Zimbabwe’s Electricity Crisis – The Time For Renewables is Now #AfricaClimateCrisis

Harare — I have never felt this frustrated and helpless until these regular 19 hour power cuts that have been plaguing Harare and my neighborhood for the past few weeks.

The outages, which have been happening on a daily basis, have been causing major disruptions to my daily life and have even resulted in some businesses having to shut down temporarily.

According to officials from our electricity provider, ZESA, the power cuts have been worsened by limited production of electricity from the Kariba hydro-power plant as a result of plunging water levels. Kariba Dam is the largest man-made dam in the world, providing the bulk of electricity consumed in both Zambia and Zimbabwe. Its water level has been decreasing steadily because of droughts and low inflows from the Zambezi River and its tributaries. Meanwhile, imports from South Africa have been problematic as Eskom battles its own power supply crunch mainly as a result of frequent breakdowns to its generating units. The company has said they’ll address the shortages, but in the meantime, residents are being forced to deal with the consequences of the outages.

It’s been really frustrating. I work from home, and every time the power goes out, my work is at risk of being lost. It’s not just inconvenient, it’s also costly and disruptive. For most, without electricity, it’s impossible to use computers, access the internet, or even make phone calls. This makes it difficult or impossible for people to do their jobs, leading to lost productivity and income. I’ve had to spend money on a backup solar system and other batteries just to keep work going.

Other residents have reported problems with food spoiling in their refrigerators and freezers, as well as difficulties with staying connected to the internet and other essential services.

“I’m really worried about the safety of my family,” said a neighbour and friend who owns a car park. “Without power, our security system doesn’t work, and we have to rely on flashlights for light. It’s just not acceptable to have to live like this in the 21st century.”

The power company has apologised for the inconvenience and has assured residents that they are working as quickly as possible to fix the problem. In the meantime, residents are being advised to prepare for future outages by keeping backup supplies of food, water, and other essentials on hand.

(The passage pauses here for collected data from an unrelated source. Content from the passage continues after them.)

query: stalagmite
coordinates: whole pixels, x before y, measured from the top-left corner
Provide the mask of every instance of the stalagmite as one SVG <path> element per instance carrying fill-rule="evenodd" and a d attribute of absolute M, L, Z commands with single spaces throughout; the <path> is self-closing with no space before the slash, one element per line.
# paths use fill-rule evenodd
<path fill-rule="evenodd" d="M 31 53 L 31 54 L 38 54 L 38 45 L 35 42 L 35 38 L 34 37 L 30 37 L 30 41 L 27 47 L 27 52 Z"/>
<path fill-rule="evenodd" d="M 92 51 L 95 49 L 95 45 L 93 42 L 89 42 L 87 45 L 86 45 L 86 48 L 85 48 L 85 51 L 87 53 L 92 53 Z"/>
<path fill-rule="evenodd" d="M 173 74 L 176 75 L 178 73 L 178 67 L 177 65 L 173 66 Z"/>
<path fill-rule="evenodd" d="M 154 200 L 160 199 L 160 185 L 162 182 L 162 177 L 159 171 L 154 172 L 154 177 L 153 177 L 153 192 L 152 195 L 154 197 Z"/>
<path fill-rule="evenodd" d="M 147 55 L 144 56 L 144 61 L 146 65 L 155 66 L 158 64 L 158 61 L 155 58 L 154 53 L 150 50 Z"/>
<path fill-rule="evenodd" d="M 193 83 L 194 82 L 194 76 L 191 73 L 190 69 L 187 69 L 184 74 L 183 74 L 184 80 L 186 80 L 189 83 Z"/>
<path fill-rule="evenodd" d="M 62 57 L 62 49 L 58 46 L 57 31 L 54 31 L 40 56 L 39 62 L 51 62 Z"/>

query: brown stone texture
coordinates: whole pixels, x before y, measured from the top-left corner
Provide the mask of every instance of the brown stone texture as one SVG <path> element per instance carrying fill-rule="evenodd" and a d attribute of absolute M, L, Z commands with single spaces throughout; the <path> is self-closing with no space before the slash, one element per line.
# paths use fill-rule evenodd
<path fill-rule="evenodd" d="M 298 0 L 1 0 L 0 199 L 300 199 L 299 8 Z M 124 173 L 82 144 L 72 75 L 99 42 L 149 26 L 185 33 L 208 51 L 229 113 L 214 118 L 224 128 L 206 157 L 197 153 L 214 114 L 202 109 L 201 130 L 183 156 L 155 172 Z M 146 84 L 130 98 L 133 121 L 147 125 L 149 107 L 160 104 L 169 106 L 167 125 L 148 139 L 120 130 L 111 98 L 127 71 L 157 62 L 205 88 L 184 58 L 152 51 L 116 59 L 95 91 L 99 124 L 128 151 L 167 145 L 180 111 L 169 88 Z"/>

“We pay our bills on time and expect to have reliable power, but it seems like every day we’re left in the dark, says Kudzanai Ruwisi, a local resident and music promoter who uses a generator to keep the lights on.

In some cases, these power cuts can also be dangerous. For example, if people are using medical equipment that requires electricity, a power outage can put their health at risk. In addition, power cuts can lead to food spoilage and other issues if people are unable to use refrigerators or stoves.

To combat the effects of power cuts, a few people are turning to backup generators and other alternative sources of power. However, these solutions are expensive and aren’t accessible to the majority.

It cost  between U.S.$2500 to U.S.$3000 to install a solar system, and most people can’t afford it.

In the end, the best solution to the problem of power cuts is to improve the reliability and stability of the power grid. This will require significant investment and effort, but it will ultimately benefit both individuals and society as a whole. Until that happens, however, people working from home will have to continue dealing with the inconvenience and disruption caused by power outages.

This could be used as a chance to increase energy supply with renewable energy feeding into the national grid by 2025.

According to Deborah Ramalope head of climate policy analysis at Climate Analytics, solar has now become the cheapest source of energy generation with the costs of wind and solar energy having declined by over 72% and 90%, respectively, between 2009 and 2021. This is good news for the continent which has arguably the highest solar radiation levels in the world.

A transition to renewable energy is really good for Zimbabwe, Africa and the world, and ensuring universal access to affordable electricity by 2030 means investing in clean energy sources such as solar, wind and thermal.This would lower greenhouse gas emissions, slow down climate change, enhance air and water quality, protect human health and the environment, and in the end spur economic growth.

The United Nations and partners have already launched two new initiatives to accelerate action towards achieving clean, affordable energy for all, and the goal of net-zero carbon emissions.

Power cuts in Zimbabwe are due to last until, at least, early January 2023 whilst the Zambian government said they would last “until the water levels improve”.